Colangelo balked at Houston’s original asking price which was at least the No. 8 pick at last month’s draft. He waited and eventually got the deal he wanted, though it isn’t without risk.
The pick heading to Houston is protected to a point and for a number of years, but these sorts of trades have come back to bite franchises in the past.
Still, as long as the Rockets don’t eventually land a top 5 selection out of the deal, the Raptors likely come out quite well.
Lowry will do his part to make sure that happens.
FIELDS HAS BIG DREAMS
Kyle Lowry was Toronto’s marquee off-season acquisition, but Landry Fields could also play a prominent role going forward.

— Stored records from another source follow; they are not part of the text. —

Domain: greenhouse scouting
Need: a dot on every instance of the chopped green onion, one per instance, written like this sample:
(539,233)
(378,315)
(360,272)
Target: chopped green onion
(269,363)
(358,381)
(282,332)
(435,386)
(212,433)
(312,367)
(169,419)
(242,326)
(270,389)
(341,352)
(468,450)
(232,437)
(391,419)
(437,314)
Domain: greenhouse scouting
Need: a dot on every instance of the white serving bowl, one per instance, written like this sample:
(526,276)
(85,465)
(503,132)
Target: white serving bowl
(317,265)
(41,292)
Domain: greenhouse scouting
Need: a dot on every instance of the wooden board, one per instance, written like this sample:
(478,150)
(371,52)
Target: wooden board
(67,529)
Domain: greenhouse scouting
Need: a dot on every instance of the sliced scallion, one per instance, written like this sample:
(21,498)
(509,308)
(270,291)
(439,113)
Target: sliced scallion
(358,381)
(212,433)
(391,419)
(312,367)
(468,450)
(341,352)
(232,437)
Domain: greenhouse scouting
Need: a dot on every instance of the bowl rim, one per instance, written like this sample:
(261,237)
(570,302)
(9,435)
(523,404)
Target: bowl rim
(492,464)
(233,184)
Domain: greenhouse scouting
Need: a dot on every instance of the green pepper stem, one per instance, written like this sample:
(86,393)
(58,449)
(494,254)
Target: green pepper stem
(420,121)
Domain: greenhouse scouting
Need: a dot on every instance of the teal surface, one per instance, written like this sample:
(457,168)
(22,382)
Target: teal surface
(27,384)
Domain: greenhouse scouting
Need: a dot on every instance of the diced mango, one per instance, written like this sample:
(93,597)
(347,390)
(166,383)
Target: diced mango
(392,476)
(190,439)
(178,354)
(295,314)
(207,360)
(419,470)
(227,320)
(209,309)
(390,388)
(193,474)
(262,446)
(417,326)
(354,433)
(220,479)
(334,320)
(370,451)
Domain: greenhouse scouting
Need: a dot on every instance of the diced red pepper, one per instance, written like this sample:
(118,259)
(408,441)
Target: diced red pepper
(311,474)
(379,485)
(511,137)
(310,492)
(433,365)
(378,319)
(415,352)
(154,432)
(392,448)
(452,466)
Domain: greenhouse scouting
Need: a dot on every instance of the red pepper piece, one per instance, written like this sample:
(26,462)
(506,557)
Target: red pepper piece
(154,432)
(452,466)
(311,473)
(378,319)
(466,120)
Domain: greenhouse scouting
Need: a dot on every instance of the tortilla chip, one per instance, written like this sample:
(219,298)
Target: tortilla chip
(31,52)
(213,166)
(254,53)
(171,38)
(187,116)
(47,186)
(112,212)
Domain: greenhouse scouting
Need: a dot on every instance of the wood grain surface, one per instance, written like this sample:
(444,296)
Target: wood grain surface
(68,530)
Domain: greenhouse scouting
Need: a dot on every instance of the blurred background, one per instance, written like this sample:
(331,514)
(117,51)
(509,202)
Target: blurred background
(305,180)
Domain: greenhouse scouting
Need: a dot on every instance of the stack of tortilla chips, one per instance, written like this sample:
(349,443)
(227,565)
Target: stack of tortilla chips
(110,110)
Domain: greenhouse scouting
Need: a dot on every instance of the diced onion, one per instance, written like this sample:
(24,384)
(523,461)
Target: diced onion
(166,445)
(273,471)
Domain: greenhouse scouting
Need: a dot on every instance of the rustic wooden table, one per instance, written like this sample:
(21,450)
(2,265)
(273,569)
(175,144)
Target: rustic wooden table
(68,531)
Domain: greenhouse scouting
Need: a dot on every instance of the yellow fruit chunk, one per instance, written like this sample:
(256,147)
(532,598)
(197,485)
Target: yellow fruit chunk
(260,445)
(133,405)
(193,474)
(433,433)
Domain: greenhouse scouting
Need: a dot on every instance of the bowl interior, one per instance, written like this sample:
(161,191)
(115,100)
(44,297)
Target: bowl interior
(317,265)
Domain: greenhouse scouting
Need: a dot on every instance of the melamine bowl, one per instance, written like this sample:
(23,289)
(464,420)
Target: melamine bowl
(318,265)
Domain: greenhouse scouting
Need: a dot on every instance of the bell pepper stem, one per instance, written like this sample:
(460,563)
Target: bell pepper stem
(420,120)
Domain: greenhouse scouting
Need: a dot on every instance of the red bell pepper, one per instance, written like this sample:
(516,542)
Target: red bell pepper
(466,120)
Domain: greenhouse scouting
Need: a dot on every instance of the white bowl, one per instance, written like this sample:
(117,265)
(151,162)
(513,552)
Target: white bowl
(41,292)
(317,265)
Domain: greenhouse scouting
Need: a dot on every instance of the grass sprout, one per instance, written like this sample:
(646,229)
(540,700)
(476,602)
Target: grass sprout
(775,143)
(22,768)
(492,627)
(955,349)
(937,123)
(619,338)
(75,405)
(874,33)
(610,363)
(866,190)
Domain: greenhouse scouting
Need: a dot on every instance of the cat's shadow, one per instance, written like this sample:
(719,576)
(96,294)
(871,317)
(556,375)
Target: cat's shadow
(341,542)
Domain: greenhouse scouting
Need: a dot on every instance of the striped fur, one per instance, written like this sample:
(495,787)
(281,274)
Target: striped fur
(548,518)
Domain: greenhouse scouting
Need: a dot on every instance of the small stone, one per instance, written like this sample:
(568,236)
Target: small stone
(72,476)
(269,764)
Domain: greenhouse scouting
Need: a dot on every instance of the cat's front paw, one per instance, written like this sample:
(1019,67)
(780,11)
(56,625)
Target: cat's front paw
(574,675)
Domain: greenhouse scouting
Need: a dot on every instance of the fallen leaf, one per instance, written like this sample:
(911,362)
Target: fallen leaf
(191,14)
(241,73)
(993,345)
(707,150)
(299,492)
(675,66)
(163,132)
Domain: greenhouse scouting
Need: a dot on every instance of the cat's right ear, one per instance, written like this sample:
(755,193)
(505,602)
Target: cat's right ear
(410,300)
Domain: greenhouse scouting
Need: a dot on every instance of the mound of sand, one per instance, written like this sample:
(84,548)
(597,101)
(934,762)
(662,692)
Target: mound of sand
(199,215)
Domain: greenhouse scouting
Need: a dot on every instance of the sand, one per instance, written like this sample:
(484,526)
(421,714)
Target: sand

In the former New York Knick, the Raptors believe they have acquired a versatile player who will mesh well with the new roster.
“(Fields) will address multiple needs. Versatility, defending multiple positions and also scoring with good efficiency,” general manager Bryan Colangelo said on Tuesday.
Fields loved being a Knick but is excited about the next chapter in his career.
“(The) core group that is here is on its way up,” he said.
“Not only could I come in and defend, but the opportunity offensively was right there,” said Fields, referring to New York’s many eager-to- shoot stars.
He will have more of a chance to contribute in Toronto but will also have to try to justify the three-year, $19-million US contract he received.
Alan Anderson will be brought back by the club for the veteran’s minimum and will battle for playing time as he did down the stretch last season during an eye-opening run.
The 29-year-old guard/forward returned to the NBA after playing overseas and averaged 9.6 points per game while shooting 39% from three in 17 games with the Raptors.